Ass. Professor E.P. Mastromanolis

1.           Erasmus students enrolling  in the “Competition Law” course will be required to submit a paper in lieu of participating in classes and taking a written exam at the end of the fall semester.

2.           Students should contact Ass. Professor Mastromanolis at email address emastrom@law.uoa.gr, indicating their interest to select the course as well as  their proposed topic of  paper no later than Friday, 21 October. A skype call will then be set up during the last week of October with all interested students, in order to discuss the proposed topics and provide instructions or adjustments, as deemed necessary. Following the call, each student will be required to revert with a detailed plan of his/her paper as well as indicative bibliography by Friday, 18 November. Submission of the papers will be due by Friday, 27 January  2023.

3.           Students may choose one of the  EU Competition Law topics listed below under (4), or a topic of their own. In the previous years, some Erasmus students have found it useful to explore their topics in comparative perspective to the approaches followed in the legal systems of their country of origin. This option is  open to those interested also this year.
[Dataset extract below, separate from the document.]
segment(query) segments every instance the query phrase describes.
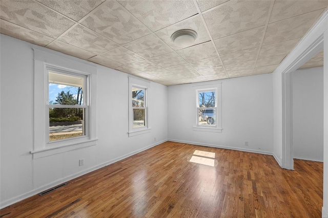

4.           The topics proposed to students are the following:

(a)          Modalities of exchange of information between competitors and their evaluation under the EU Competition rules

(b)         Algorithms as a medium of collusion

(c)          E-commerce and vertical agreements: the current EU competition rules and anticipated legislative developments

(d)          Intellectual property licensing and EU Regulation 316/2014

(e)          The new economic approach in EU Competition Law: the “effects-based” approach and the “as efficient competitor test” in the respective Art. 101 and 102 TFEU analyses

(f)           Excessive pricing as an abuse of dominant position: problems of definition

(g)          Big data as an exclusionary device

(h)         The basic parameters of the Guidance on the EU Commission's enforcement priorities in applying Article 82 of the EC Treaty to abusive exclusionary conduct by dominant undertakings

(i)          Attributing liability to a parent for its subsidiary’s anticompetitive conduct

(j)          Acquisition of control via minority shareholdings

(k)         Commitments as  remedy for art. 101 TFEU infringements: procedure and effects

(l)          Conditions to clearance of a concentration: the rules and the jurisprudence

(m)        Quantification of damages due to competition law infringements: the EU Commission’s views and proposed methodologies

(n)         Directive 2014/104/EU and facilitation of damage actions due to competition law infringements

(o)         Joints ventures in the energy sector under EU Competition Law

The topics will be assigned on a first-come-first-served basis.

5.            General EU Competition Law textbooks comprise the following:

(a) E. Fox/D.Gerard, EU Competition Law (Elgar 2017)

(b) Bellamy & Child, European Union Law of Competition (8th ed. Oxford 2018)

(c) Whish/Bailey, Competition Law (9th ed. Oxford 2018)

(d) Jones/ Sufrin, EU Competition Law (7th ed. Oxford 2019)

 6.           The syllabus of last year’s course is hereby attached in electronic form.